We sure could use a little good news today... It's a simple blood test!

Anne Murray once recorded a song titled "A Little Good News."
"We sure could use a little good news today..."

Good news with PSA test

I got my good news this morning when my latest blood test results were posted on the patient portal. If I wasn't on blood thinner I'd celebrate with a glass of wine! Under the circumstances, I'll just have to make do with sparkling water. The reading from my Monday morning blood draw came in virtually the same as the last one taken when I visited my family doctor in February. February’s result was 0.28 ng/ml and this one came in at 0.27 ng/ml. That's down from 14.49 before the biopsy, months of preparation, and finally, a treatment that I completed in May of 2021.

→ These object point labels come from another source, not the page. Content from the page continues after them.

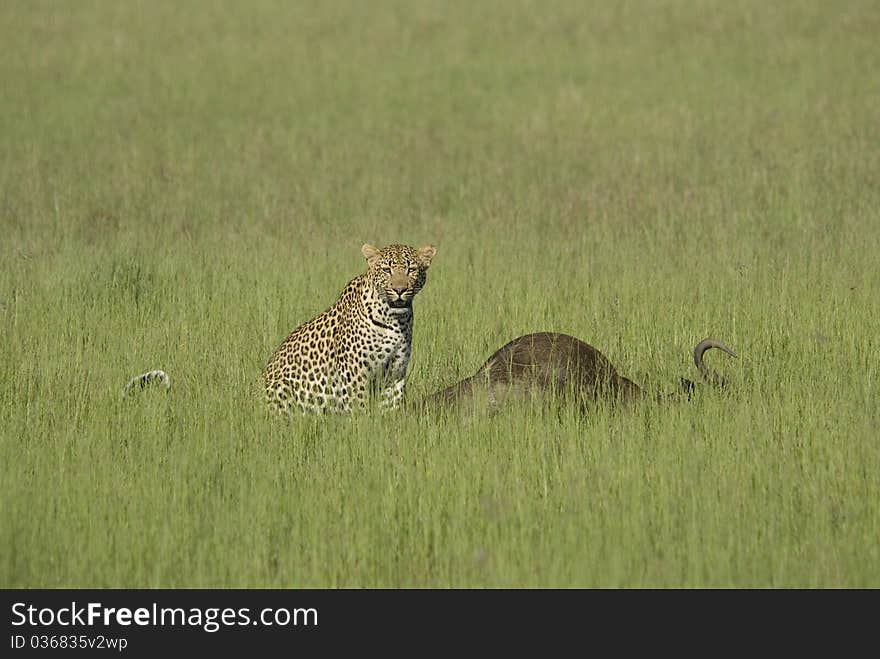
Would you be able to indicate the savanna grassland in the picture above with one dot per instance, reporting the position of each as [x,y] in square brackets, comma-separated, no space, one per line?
[181,184]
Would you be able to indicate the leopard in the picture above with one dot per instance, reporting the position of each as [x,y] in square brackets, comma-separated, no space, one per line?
[360,346]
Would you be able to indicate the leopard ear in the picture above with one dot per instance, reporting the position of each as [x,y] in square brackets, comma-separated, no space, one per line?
[370,253]
[427,253]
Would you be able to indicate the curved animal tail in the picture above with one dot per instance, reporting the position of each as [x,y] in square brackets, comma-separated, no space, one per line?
[709,376]
[144,380]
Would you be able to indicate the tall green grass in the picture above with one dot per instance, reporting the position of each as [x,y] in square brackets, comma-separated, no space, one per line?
[182,184]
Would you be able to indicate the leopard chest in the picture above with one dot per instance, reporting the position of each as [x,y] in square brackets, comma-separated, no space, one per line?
[370,346]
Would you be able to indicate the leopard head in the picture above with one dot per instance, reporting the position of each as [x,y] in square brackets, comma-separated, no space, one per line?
[398,272]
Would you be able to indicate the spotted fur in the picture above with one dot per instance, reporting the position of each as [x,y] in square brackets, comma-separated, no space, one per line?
[332,362]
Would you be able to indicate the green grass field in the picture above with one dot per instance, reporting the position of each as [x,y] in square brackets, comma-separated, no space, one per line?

Last December’s reading had been 0.275 ng/ml. It appears now almost two years out from completion of radiation and ADT my PSA has stabilized and probably will not drop much further. Three consecutive readings that are virtually identical seem to indicate I’m stable and home free for now. It will never fall to zero as long as I still have a prostate, but as long as it remains stable and does not begin a rising trend I believe I can breathe easy on that score, at least for the near future.

Asking for a PSA test

During a routine office visit in early 2020 my doctor was explaining the blood tests he was going to order for me. They included the usual metabolic panel, A1C (I'm diabetic), CBC, and so on. I had not had a PSA test for several years, and I had been having trouble voiding for quite some time. At age 74 I finally spoke up and asked, "Shouldn't we be doing a PSA test as well?"

He was quick to explain that Medicare protocol had been updated to recommend men of age 70 and over should NOT be routinely tested for prostate cancer. He went on to enumerate the supposed justifications for the change in policy that had been handed down from the policy-making experts on high. Reasons included the possibility of unwarranted treatment, the stress imposed upon patients who find out they have cancer, etc., etc. (Is it better to remain ignorant and unaware?)

"Well, I WANT a PSA test!" I insisted.

"No problem," he said. "All you had to do was ask."

My last previous PSA at age 69 had been 2.1. When the nurse called to tell me my current test had come back at 9.98, she sounded very sympathetic, almost apologetic on the phone. "I'm sorry to give you this news. We'll need to set you up for a consultation with a urologist as soon as possible."

Diagnosed with promising prognosis

Two months later a follow-up PSA test with my urologist showed a rapid rise in PSA to 14.49! That alarmed me. Medicare ended up paying for that simple, cheap blood test. Fortunately, we caught my Grade 3, Gleason 4+3=7, Intermediate, Unfavorable Stage cancer while it was still fully encapsulated and potentially curable.

I seem to have dodged a bullet. (Knock on wood!) My “good fortune” was thanks only to my insistence on a PSA test at age 74. It’s a simple inexpensive blood test I otherwise would not have gotten based on the medical protocol of the day. I have often pondered the question, "What if I had not spoken up at that particular time?”

What if I had just let it slide? What if I had not said “Damn the protocol! I WANT a PSA test!” Where would I be now if I had not insisted on being tested? Would I be paying the ultimate price for a policy I had no idea had been implemented in the system? I had been relying on my doctor to tell me when I needed this or that test. After all, he’s the doctor, right?

PSA testing earlier

I wonder how many men are out there who are 70 years and older with incurable Stage IV disease that might have avoided it if only they had been tested sooner? Sure, the protocol of not testing men over the age of 70 resulted in a lower rate of prostate cancer being reported. On the surface of it, that’s a big plus!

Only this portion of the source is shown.